4.21.2003

"Picardy Third" : when a composition in a minor key ends with a shift to a major chord.

The minister yesterday talking about how the Gospel of Mark ends starkly with three women fleeing from the empty tomb, "for they were afraid." Later a more upbeat epilogue was tacked on, with the disciples meeting Jesus in Galilee (as the "young man in white" at the empty tomb predicts they would, earlier in Mark). Said this epilogue acts as a sort of "Picardy Third".

The earlier, very stark & abrupt ending (after the "young man" promises they'd find him in Galilee) sends the reader back to the beginning of that Gospel, to Jesus' origins in Galilee. So in a sense the sharpness of the ending is a literary maneuver, encouraging the reader to re-read : a "circular text" phenomenon.

As I was listening to the sermon I was reminded of John Irwin's Mystery to a Solution (a wonderful book), which discusses how Borges & Poe got around the problem of the ephemeral nature of mystery tales, ie. how do you get people to RE-read a tale that works somewhat mechanically to solve a puzzle? Why would a reader re-read a mystery if they already know the meaning of the "clues"? Very Borgesian, the idea of a circling text, endlessly re-read.

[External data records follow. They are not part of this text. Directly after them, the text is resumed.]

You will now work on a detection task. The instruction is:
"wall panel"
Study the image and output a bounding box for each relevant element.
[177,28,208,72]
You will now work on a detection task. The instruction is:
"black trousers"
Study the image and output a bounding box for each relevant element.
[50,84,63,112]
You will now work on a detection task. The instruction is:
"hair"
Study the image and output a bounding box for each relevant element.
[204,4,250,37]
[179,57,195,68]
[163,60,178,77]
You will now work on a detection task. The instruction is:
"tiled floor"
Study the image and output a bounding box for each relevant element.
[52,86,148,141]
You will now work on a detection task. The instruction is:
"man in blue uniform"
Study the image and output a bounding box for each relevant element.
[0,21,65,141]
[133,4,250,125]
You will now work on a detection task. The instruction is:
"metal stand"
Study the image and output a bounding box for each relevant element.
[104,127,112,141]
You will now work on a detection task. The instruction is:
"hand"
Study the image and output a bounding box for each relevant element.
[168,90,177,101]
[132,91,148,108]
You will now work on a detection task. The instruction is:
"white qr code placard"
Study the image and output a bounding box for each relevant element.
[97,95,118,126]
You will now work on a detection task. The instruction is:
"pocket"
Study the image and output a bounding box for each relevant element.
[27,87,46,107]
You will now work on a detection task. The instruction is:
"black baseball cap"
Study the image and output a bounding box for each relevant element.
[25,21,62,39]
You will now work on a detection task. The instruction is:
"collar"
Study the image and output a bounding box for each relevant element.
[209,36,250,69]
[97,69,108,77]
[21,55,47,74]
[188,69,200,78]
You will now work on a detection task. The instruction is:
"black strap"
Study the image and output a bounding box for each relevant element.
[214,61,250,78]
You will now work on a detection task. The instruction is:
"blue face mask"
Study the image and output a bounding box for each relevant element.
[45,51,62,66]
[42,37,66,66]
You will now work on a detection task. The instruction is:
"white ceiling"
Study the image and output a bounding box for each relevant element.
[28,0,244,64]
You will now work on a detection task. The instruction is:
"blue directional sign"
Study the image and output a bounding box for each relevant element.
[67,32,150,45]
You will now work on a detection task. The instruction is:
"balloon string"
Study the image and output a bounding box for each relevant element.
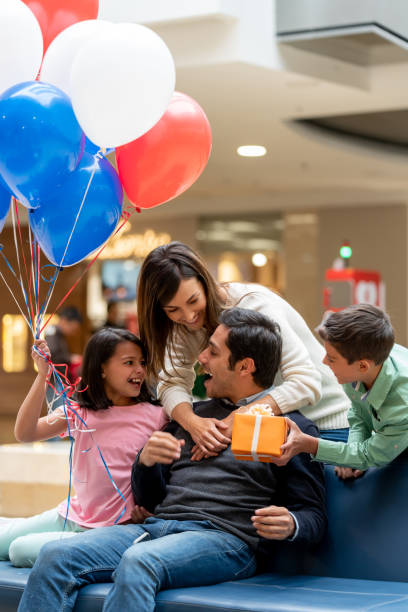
[12,197,34,331]
[9,197,32,330]
[59,151,102,267]
[0,264,32,330]
[40,151,102,332]
[40,206,135,333]
[33,345,127,529]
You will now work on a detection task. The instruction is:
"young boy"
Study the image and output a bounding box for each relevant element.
[275,304,408,478]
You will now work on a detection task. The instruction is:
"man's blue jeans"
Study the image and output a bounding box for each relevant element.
[18,517,256,612]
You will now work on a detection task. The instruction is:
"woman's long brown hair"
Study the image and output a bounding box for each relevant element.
[137,242,224,376]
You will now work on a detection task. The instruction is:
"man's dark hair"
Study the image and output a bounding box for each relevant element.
[317,304,395,365]
[59,306,82,323]
[219,308,282,389]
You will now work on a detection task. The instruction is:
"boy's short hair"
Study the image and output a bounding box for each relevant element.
[317,304,395,365]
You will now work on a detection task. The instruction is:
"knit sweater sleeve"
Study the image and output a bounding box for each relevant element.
[237,292,322,414]
[157,331,204,417]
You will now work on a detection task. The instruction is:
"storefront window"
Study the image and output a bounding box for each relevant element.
[2,314,28,372]
[196,213,285,293]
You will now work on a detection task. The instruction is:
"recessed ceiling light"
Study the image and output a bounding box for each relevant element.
[252,253,268,268]
[237,145,266,157]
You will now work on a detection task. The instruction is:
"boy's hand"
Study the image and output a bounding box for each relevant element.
[271,417,319,465]
[31,340,51,378]
[139,431,185,467]
[251,506,296,540]
[334,465,364,480]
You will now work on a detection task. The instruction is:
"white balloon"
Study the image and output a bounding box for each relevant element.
[0,0,43,93]
[71,23,176,148]
[41,19,113,97]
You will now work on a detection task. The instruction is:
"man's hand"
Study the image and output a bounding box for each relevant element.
[185,415,231,456]
[264,417,319,465]
[251,506,296,540]
[130,506,153,523]
[139,431,184,467]
[244,395,282,416]
[334,465,364,480]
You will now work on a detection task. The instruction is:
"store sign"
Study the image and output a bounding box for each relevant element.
[92,223,171,259]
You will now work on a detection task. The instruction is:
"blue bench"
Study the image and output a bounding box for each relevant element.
[0,460,408,612]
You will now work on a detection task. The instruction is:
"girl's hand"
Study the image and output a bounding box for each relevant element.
[139,431,184,467]
[31,340,51,378]
[130,506,153,523]
[334,465,364,480]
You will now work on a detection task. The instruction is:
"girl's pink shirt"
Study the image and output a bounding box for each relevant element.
[58,402,168,528]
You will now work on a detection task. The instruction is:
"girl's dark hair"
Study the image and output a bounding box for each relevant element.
[137,242,224,376]
[317,304,394,365]
[76,327,159,411]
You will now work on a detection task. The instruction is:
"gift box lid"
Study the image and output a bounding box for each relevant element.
[231,413,287,457]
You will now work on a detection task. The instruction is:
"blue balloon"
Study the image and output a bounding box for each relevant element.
[29,153,123,267]
[85,136,115,155]
[0,81,85,208]
[0,176,11,232]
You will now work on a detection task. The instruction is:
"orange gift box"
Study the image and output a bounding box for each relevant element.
[231,413,287,463]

Was also thinking as he spoke of the article in Saturday NY Times by Edward Rothstein, about current interest among some theologians (including the new Archbishop of Canterbury) in the "productive ambiguity" of the resurrection texts. The Big Mystery : where's the Body? "Where the body lies, there the eagles (or vultures) will gather."

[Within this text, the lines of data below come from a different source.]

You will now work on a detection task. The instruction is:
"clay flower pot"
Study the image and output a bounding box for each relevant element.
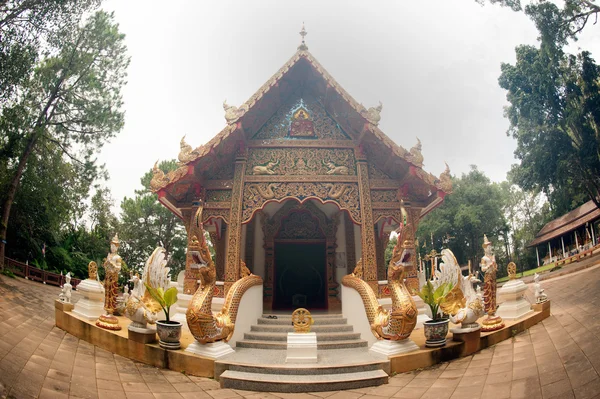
[156,320,182,349]
[423,319,449,348]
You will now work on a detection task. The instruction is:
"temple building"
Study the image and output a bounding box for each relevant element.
[152,29,451,311]
[527,201,600,267]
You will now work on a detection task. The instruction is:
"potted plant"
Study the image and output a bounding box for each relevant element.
[417,281,453,348]
[145,284,181,349]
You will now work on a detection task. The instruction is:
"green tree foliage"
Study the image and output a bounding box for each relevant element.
[417,166,509,274]
[482,0,600,43]
[500,180,552,270]
[0,11,129,267]
[0,0,100,107]
[119,160,187,278]
[499,43,600,216]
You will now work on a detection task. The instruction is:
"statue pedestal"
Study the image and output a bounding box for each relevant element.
[73,278,104,320]
[412,295,431,330]
[496,280,532,320]
[171,287,192,329]
[531,300,550,312]
[285,333,317,363]
[54,299,74,312]
[185,341,235,359]
[127,323,156,344]
[450,323,481,357]
[369,338,419,356]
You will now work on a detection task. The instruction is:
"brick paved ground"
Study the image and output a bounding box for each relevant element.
[0,266,600,399]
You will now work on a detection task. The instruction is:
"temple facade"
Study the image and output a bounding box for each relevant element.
[151,36,451,311]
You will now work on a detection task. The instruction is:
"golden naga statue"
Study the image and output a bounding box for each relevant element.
[407,137,423,168]
[437,162,452,194]
[361,101,383,126]
[223,100,248,125]
[125,247,171,332]
[150,161,169,190]
[342,239,417,341]
[177,136,199,165]
[186,227,262,344]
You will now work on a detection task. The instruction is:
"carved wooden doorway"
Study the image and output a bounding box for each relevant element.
[264,201,337,310]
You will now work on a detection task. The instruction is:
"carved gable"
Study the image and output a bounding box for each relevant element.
[253,93,350,140]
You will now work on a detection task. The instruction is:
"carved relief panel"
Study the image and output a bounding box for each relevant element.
[247,147,356,176]
[242,182,361,224]
[253,94,349,140]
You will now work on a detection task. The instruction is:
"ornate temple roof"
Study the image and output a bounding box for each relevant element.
[152,35,451,216]
[527,201,600,247]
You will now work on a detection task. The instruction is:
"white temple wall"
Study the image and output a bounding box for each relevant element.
[352,223,362,266]
[240,224,248,260]
[335,212,348,299]
[252,217,265,281]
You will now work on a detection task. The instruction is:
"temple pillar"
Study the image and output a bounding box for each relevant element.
[398,207,421,295]
[210,223,227,281]
[340,212,356,281]
[244,218,256,272]
[181,201,204,295]
[225,150,247,295]
[356,155,378,292]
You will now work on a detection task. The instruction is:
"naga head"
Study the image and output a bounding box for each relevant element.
[388,262,404,281]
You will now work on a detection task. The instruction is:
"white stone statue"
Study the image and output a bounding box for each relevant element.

That the earliest gospel might work as a "circular" text would seem to be of special interest to writers. If the empty tomb scene is not one of triumphalism but of fear & trembling, & while sending the disciples back to a literal Galilee, sends the reader back to the beginning of the narrative, to a literary Galilee - this would seem to appeal to a certain sense that writers have, of the interpenetration of text & "life". That is, writers would find, or re-discover, the "Resurrected Life" particularly in the written record, the recounting, the news of that life's beginning actions.

But this sense of "re-reading" reality has consequences for our notions of time & history, immanence & transcendence. Eternity & transcendence & resurrection might interpenetrate time & mortality & history in a way analogous to the way we "read" reality in texts : as though everything is there, in front of us, but hidden, until we're able to "read" it right. Reading as perception (listening).